Photo Le Quotidien, Louis Potvin

Répercussions importantes

Ce saccage aura des répercussions pour les amateurs de motoneige. « Encore une fois, c'est tout le monde qui paye pour les niaiseries d'une ou deux personnes. Mais là, je suis tanné. Il n'y en aura pas de droits de passage cette année. Ou il faudra qu'il y ait un bon montant d'argent sur la table pour compenser. Sinon, les motoneiges devront passer ailleurs.

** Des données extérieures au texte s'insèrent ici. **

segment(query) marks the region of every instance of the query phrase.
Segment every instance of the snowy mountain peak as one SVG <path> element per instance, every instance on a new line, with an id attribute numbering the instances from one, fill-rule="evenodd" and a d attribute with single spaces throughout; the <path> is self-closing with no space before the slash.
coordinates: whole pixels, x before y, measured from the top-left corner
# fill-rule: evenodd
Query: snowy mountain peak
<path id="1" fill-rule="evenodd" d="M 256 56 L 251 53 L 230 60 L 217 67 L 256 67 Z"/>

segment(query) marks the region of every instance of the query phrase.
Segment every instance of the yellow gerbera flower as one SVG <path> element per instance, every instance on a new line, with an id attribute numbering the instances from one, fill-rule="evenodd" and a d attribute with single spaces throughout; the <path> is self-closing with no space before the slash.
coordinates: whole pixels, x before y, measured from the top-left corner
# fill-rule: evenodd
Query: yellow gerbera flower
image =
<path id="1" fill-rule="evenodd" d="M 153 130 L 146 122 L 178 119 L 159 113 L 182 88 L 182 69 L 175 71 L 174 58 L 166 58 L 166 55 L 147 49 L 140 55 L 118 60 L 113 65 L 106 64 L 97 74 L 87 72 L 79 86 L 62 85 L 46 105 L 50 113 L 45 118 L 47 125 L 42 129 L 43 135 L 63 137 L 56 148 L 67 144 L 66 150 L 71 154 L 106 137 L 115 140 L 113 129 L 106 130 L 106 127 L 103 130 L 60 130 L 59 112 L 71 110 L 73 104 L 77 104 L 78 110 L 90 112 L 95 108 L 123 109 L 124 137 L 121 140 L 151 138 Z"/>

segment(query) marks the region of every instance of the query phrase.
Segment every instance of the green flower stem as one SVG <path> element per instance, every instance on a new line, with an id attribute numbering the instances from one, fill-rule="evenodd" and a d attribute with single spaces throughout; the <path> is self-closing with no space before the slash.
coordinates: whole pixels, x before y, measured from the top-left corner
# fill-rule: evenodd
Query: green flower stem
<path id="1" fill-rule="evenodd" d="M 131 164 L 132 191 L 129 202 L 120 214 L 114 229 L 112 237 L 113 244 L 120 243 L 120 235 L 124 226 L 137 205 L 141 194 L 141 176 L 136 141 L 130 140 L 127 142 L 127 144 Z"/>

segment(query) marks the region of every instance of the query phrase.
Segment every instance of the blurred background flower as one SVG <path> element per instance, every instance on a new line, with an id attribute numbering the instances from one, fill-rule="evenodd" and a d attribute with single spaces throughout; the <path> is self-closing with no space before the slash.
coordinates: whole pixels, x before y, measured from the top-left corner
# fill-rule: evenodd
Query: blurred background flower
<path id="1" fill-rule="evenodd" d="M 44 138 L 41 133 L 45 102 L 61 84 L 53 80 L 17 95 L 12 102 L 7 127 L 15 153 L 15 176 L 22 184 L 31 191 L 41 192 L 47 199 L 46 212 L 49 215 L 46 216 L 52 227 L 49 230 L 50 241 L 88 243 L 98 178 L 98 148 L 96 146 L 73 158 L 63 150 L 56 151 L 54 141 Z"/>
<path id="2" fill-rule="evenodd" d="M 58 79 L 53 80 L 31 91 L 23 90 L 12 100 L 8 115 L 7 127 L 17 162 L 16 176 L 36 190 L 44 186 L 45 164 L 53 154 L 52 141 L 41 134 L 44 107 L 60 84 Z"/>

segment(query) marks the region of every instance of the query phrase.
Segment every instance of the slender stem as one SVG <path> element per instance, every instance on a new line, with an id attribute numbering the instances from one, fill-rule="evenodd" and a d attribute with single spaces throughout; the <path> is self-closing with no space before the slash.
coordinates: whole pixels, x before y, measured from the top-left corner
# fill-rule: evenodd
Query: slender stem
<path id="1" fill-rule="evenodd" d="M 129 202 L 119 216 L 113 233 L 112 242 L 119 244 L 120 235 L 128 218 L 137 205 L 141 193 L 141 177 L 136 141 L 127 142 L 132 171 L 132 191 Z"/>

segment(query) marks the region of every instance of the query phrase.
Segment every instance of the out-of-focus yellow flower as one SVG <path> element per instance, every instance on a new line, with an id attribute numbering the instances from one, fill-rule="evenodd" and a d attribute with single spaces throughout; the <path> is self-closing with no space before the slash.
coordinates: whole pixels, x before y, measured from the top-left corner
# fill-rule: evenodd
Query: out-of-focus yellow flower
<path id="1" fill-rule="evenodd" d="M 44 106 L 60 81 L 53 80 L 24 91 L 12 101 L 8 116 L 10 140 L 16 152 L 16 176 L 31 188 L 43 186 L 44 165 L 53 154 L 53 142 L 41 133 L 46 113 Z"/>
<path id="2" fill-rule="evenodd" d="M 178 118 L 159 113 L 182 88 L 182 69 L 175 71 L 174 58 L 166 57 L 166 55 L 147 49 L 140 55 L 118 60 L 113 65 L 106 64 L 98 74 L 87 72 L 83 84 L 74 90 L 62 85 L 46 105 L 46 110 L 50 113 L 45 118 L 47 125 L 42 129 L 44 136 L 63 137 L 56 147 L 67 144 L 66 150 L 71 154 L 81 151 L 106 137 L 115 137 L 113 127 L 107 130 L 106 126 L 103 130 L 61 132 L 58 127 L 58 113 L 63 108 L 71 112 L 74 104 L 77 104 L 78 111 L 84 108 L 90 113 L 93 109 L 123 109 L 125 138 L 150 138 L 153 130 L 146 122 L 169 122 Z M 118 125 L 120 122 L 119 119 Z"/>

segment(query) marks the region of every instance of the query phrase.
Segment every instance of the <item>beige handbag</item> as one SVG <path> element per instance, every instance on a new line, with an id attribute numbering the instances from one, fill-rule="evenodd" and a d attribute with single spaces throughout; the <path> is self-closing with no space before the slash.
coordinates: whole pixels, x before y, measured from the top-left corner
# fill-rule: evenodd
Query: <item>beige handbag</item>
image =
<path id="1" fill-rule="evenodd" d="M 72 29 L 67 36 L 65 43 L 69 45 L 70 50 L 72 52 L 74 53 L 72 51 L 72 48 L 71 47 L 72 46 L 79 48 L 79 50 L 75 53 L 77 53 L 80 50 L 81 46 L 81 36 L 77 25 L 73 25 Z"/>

Que les responsables ne m'arrivent pas le 15 novembre en disant qu'ils n'ont pas de solutions, ça va être non », prévient-il

Sylvain Martel pense que les clubs de motoneiges du secteur devront faire comme dans les secteurs d'Alma et Saguenay et payer les producteurs pour l'utilisation de leurs terrains. « Moi, ce sont deux kilomètres qu'ils utilisent. Mes collègues ailleurs reçoivent de l'argent pourquoi pas nous ? L'an passé, ç'a tout pris pour que j'accepte, mais là, je suis tanné de tous les inconvénients que ça engendre. Il faut passer le message. Les droits de passage sont fragiles et les gens doivent réfléchir avant de passer n'importe où avec des quatre roues », affirme l'agriculteur de Saint-Prime.

Sylvain Martel n'en revient pas du manque de civisme des personnes qui font ce saccage. « Il y a plein de places pour faire du quatre roues. S'ils n'en trouvent pas, ''ben'' qu'ils n'en fassent pas. Je ne sais pas si les gens aimeraient ça si j'allais me promener avec mon tracteur sur leur pelouse ? », lance-t-il.

Le producteur mentionne qu'il n'est pas le seul dans la région à avoir subi le même genre de saccage.